Phylodynamic and phylogeographic analyses of GT3a epidemic history suggest that the most probable origin of this subtype is the Golden Crescent and Indian subcontinent [
32,
57]. Recent Montenegrin studies showed that GT3a was most likely exported from this area, which has a long history of opium production, to Europe in the first half of the 20th century by illicit drug trade, and reached Montenegro in the 1960s or 1970s, followed by exponential increase of effective population size [
32,
58]. The results of our research show that the last common ancestor of GT3a sequences in Croatia dates to 1978 (95% HPD, 1933–2004), causing an epidemic which exponentially grew until the last decade, suggesting similar temporal pattern. However, continuously high upper limit of 95% HPD prevents any definitive conclusions. The observed epidemic growth coincides with the huge increase in the number of new registered addicts in the early 1990s in Croatia [
60]. The rise in illegal drug use in Croatia, including heroin, is considered to have begun in the 1960s, but became a pronounced social problem during the 1980s [
60]. The first harm reduction programs were implemented in the early 2000s, and their efficiency could be partly observed in HCV GT1a and GT3a dynamics, with the effective population size of both subtypes being in a nonexpanding phase in the last decade.

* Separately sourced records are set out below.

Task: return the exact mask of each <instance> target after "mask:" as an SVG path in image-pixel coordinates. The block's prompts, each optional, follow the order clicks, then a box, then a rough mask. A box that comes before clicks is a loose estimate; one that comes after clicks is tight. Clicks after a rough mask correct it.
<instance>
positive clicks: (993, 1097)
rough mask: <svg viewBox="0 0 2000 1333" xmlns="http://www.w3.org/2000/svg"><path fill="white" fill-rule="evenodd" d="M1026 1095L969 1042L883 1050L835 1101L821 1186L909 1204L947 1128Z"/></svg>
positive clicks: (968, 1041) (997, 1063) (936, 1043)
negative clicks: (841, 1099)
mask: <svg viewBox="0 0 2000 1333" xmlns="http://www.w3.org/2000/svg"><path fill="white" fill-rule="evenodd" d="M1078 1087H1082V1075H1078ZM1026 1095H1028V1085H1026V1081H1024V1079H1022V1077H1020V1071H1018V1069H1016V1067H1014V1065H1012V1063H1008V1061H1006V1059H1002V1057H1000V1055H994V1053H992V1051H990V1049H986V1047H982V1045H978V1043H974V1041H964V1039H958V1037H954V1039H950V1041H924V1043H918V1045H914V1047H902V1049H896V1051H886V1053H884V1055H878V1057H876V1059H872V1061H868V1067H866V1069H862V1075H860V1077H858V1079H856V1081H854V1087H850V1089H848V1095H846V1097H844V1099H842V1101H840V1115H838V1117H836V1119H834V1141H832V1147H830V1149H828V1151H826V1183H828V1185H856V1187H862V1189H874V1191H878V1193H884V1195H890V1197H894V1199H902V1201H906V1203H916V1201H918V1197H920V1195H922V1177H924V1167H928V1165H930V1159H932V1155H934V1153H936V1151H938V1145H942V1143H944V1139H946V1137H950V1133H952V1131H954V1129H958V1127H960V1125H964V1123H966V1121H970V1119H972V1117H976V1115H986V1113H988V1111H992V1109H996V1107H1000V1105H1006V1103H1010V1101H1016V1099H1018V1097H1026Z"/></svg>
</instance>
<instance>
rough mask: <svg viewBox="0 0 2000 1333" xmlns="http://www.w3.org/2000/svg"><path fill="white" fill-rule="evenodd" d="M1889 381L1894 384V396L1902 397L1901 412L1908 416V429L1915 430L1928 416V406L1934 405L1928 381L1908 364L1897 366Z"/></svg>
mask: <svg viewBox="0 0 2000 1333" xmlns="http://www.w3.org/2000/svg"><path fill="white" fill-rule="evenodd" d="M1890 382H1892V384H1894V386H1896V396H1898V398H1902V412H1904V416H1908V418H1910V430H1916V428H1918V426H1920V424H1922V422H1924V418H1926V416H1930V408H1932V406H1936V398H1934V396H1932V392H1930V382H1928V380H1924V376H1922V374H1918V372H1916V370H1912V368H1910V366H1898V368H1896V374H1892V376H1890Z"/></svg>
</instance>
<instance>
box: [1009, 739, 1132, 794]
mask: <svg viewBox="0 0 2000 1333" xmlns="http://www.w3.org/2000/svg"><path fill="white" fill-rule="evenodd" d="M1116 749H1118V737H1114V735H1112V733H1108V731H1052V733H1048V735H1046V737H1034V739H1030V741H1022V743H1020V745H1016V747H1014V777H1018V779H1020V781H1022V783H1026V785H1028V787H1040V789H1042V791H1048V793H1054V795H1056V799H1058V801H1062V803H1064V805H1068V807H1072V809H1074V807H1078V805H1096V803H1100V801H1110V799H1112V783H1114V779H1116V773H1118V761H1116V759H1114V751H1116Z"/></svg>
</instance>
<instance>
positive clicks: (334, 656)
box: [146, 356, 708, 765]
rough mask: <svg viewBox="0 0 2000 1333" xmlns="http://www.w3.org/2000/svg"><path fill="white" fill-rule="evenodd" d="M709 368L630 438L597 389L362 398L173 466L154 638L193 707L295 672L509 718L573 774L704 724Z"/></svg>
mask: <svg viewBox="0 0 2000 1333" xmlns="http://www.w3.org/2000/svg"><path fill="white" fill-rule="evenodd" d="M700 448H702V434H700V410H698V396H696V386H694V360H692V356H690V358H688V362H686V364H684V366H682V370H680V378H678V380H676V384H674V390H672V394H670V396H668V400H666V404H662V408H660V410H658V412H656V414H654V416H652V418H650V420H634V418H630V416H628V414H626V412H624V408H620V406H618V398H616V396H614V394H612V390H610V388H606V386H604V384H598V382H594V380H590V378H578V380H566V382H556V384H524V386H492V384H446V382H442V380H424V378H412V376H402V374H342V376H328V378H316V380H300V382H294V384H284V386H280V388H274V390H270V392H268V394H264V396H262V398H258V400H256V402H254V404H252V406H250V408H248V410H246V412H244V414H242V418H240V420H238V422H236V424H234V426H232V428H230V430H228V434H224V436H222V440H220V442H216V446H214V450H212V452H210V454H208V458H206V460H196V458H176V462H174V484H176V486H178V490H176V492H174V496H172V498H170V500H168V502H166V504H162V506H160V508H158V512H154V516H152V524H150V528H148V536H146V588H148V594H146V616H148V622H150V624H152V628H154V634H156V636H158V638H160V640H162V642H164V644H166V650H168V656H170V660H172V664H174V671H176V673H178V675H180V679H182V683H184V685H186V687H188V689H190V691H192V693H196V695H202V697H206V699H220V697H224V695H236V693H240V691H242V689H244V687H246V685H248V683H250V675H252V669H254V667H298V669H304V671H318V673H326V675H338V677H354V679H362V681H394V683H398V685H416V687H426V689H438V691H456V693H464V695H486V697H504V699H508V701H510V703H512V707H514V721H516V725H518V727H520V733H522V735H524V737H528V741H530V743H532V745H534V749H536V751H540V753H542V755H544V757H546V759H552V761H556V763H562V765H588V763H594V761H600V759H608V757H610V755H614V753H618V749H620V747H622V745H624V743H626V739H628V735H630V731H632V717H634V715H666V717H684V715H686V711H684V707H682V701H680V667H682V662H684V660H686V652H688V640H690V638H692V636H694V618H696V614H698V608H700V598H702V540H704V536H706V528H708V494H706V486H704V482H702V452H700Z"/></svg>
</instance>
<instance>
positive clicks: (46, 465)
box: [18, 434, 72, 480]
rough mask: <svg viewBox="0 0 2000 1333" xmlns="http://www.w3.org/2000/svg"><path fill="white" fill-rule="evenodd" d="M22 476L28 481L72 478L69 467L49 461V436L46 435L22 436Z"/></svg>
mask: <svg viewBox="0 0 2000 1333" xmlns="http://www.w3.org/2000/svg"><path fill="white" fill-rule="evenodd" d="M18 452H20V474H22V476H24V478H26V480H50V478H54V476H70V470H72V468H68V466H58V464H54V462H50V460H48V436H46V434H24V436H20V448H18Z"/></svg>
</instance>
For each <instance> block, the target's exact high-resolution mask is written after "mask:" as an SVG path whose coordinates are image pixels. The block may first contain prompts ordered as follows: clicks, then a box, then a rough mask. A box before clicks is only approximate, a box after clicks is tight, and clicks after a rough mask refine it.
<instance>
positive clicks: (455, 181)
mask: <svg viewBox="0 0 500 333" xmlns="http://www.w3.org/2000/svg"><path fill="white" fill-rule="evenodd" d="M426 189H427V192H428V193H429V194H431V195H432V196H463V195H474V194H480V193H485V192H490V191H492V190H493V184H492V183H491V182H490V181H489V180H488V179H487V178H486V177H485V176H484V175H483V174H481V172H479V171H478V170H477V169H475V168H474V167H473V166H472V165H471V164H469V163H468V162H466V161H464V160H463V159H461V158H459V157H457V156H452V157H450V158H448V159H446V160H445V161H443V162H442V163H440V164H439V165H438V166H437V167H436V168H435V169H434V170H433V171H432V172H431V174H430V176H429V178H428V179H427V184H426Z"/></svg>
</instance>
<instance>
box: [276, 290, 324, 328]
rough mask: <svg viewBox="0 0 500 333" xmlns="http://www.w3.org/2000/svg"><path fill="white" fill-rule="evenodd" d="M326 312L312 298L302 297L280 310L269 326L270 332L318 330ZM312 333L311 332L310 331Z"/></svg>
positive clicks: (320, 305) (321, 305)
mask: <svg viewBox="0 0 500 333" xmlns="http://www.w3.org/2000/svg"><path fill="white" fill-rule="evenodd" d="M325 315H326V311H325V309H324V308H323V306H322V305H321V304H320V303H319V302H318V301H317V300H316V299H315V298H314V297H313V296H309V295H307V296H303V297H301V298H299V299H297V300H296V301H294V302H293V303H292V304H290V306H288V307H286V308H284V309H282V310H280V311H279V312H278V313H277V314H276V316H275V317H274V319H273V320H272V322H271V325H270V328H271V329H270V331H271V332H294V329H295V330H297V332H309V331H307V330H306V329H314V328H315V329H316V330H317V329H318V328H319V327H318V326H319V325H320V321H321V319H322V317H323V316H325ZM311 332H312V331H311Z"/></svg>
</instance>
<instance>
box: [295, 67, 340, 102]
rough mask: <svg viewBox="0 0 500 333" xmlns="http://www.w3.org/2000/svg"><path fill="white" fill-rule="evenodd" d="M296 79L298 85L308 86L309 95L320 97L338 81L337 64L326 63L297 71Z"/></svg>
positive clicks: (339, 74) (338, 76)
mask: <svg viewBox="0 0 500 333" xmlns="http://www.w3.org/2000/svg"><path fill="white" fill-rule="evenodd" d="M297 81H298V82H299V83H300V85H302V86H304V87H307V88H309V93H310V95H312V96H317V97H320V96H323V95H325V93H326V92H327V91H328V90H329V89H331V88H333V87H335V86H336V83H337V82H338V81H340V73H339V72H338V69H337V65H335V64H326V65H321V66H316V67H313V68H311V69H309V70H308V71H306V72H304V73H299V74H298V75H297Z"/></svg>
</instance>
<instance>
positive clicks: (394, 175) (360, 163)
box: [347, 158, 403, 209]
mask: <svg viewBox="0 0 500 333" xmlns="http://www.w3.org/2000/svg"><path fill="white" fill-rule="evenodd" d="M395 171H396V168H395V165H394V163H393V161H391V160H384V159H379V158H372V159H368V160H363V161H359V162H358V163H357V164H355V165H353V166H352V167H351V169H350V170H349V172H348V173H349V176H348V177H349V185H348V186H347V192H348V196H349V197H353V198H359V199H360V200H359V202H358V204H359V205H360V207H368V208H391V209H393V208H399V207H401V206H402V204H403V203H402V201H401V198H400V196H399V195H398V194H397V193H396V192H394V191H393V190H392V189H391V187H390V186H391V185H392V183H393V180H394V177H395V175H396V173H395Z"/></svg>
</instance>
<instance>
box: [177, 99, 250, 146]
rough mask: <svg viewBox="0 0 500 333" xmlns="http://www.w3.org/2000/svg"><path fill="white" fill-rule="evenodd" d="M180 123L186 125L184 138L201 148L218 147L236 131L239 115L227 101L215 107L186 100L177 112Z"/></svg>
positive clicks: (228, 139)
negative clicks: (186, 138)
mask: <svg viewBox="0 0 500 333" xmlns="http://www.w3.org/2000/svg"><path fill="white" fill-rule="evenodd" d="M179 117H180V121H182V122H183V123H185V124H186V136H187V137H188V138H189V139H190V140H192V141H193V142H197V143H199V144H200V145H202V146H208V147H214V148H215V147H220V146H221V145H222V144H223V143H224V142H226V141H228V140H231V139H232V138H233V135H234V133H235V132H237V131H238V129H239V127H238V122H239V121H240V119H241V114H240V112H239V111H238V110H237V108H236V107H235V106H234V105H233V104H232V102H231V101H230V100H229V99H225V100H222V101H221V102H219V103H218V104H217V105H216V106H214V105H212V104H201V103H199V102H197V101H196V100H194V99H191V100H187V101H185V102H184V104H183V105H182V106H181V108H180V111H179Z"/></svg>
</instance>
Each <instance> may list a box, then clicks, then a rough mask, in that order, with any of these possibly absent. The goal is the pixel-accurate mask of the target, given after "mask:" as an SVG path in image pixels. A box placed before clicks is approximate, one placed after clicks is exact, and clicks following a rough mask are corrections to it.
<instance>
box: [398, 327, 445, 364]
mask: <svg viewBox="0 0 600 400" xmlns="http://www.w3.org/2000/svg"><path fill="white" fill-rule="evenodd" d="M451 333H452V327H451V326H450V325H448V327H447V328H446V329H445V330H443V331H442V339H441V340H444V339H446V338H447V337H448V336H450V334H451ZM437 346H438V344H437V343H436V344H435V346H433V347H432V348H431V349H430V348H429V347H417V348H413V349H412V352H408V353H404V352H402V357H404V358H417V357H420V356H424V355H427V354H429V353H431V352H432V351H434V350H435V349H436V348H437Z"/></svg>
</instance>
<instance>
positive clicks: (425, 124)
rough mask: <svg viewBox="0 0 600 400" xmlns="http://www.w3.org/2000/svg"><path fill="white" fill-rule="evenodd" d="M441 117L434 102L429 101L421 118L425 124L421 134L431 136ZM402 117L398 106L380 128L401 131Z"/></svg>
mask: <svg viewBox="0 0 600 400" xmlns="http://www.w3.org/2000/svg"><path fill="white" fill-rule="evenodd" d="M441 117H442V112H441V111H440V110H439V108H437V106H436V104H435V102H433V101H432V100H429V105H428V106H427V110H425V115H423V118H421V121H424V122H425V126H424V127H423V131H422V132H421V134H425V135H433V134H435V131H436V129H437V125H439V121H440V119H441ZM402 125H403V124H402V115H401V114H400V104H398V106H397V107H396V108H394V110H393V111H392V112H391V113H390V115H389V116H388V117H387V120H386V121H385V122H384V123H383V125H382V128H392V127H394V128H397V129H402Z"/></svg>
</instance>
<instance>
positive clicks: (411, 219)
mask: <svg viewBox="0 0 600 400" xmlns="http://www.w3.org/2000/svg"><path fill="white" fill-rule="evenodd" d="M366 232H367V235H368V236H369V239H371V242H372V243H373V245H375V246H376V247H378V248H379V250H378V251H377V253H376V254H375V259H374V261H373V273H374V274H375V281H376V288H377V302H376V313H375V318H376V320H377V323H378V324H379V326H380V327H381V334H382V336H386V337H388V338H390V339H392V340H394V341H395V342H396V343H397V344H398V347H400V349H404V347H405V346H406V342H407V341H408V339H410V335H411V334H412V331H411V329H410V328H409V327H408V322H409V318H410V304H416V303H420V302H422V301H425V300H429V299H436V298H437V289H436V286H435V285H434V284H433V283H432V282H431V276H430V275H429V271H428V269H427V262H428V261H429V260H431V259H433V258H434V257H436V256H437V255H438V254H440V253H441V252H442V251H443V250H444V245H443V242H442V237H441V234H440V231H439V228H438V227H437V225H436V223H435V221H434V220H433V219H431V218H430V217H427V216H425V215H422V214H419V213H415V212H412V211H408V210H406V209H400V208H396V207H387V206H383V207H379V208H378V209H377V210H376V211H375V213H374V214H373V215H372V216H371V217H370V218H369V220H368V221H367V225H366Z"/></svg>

There are some important limitations to this study. All samples were obtained from patients in the chronic phase of HCV infection; therefore, it is possible that the obtained sequences do not necessarily reflect true composition of viral quasispecies at the time of HCV transmission due to high variability of HCV genome. However, due to the lack of symptoms, HCV infection is rarely diagnosed in the acute phase and such samples are not readily available. Our research was conducted on sequences from three key non-structural regions of the HCV genome in order to cover DAA resistance associated sites, while the most accurate phylogenetic relationships would have been obtained by whole genome sequencing. We used Sanger sequencing which is a standard methodology used in molecular epidemiology studies. It allows detection of variants present in >15% of virus quasispecies which is sufficient for resistance analysis, while deep sequencing could possibly be beneficial for more confident tracing of viral transmission events and HCV genotype diversity, including mixed infections. Due to the lack of the patient follow-up, the effect of specific RAS on achievement of sustained viral response could not be evaluated. Furthermore, the concept of HCV compartmentalization suggests that viruses sampled from the blood at a given time point do not fully represent HCV infection dynamics [
15]. However, the use of additional sites such as liver biopsies is ethically not acceptable since the successful implementation of non-invasive methods for assessing liver fibrosis. Our study covered the time span of four years which is a relatively short period. The accuracy of coalescent analysis could be improved by increasing the time frame of sampling. The presumptive mode of HCV transmission was unknown for 48.7% patients which limited the analysis of risk factors associated with HCV transmission. However, we remain confident that the results of this study provide useful and novel insights for tracing HCV genetic diversity, transmission dynamics, and epidemic history in Croatia.